The weasel rolled its eyes. It was less than a foot long and its eyes were tiny blood-black beads, but Sarah actually saw the eye-roll. She felt obscurely comforted and put out her hand.
The weasel stepped gravely onto her palm and sat down.
“I’ll need a weasel?” asked Sarah.
“Possibly. It gets him out of my coat, anyway, and that’s all to the good.” Baba Yaga leaned back in her rocking chair and closed her eyes. “Close the door behind you on your way out.”
The door swung open. The skull winked at her. Sarah was only too glad to leave, but some perverse instinct made her pause on the threshold.
“But—er—Baba Yaga—ma’am—what about my heart’s desire?”
The old woman on her chair of bones opened one eye. “What about it?”
“You said—I thought you said—“
“I said I’d give it to you,” said Baba Yaga. “I never said I’d tell you what it was. That’s another sort of gift. Be off with you! The candle won’t burn forever, and I’d get back before the flame goes out, if I were you.” She flapped a hand at Sarah.

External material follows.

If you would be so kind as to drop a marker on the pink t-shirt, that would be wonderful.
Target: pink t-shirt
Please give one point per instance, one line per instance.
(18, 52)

The door was under her hand, practically pulling her out of the odd little house. “Go, go!” whispered the skull. “Hurry now, while she’s still in a good mood!”
Sarah stepped out of the house, deeply confused. She’d asked for her heart’s desire and gotten a weasel. What did that mean?
She looked up from her furry handful.
The yard was gone.
The wall and the gate and the alley were gone.
She was standing in a long hallway with a bare wooden floor, lined by empty suits of armor and cut with arching windows of purple glass.
Baba Yaga’s house had vanished.
To go meta again for a moment…
At the moment I am not sure where this is going, I am merely writing until I no longer know what happens next. If that points is 15 or 20K along, I’ll pack it up and send it off to my agent with a somewhat squashy plot synopsis and see what she says. (I generally wait until at least 15K before I trouble my agent with it, because I don’t know if a story is “live” until then.)
There are four categories, at least with my agent so far.
“I love this, oh my god, this is fabulous!” (aka “I will push the hell out of this right this minute.”)
“I like what I’ve read so far.” (Give me more and maybe I can sell this/selling this is hit or miss but we may get lucky.)
“I like this but I have no idea how to sell it.” (It’s good, but the length/subject matter/structure is sufficiently unusual that I don’t know where to pitch it. I will keep it around and push it now and again to people who might be interested in taking a chance, but it may have to wait until you’re established enough for publishers to go for something weird.)
“This kinda freaks me out and I just don’t think I can sell it.” (And now we have to have the awkward conversation where I explain that I don’t like this at all and it gives me the creeping horrors and then two or three years later, I will wind up suggesting it to Sofawolf anyway, because I am an agent to my bones, and have sort of come around on the creepiness in the interim.)
Just in case someone asks why I do not immediately consider self-publishing for some of these stories, the answer is a pretty straightforward one—the SMALLEST advance my agent has ever gotten me on a book is $15K. Given the choice between money up front, someone else handling all the costs and publicity and distribution and assigning me a lovely editor to make things better, or going it alone—well, you get the idea. This is not to say that I wouldn’t self-publish something, since there are projects far better suited to it (that fairy tale anthology, say…) or that self-publishing is BAD, it’s just that I am currently in a position where traditional publishing works oh my god so much better for me, and I have no current desire to swim those icy and difficult waters if I’ve got the option of using somebody else’s heated boat. That may change, the world may change, I may change, but that’s the current state of affairs, and anyone who tells you they know exactly where the industry is headed is so full of it that their shoes squelch when they walk.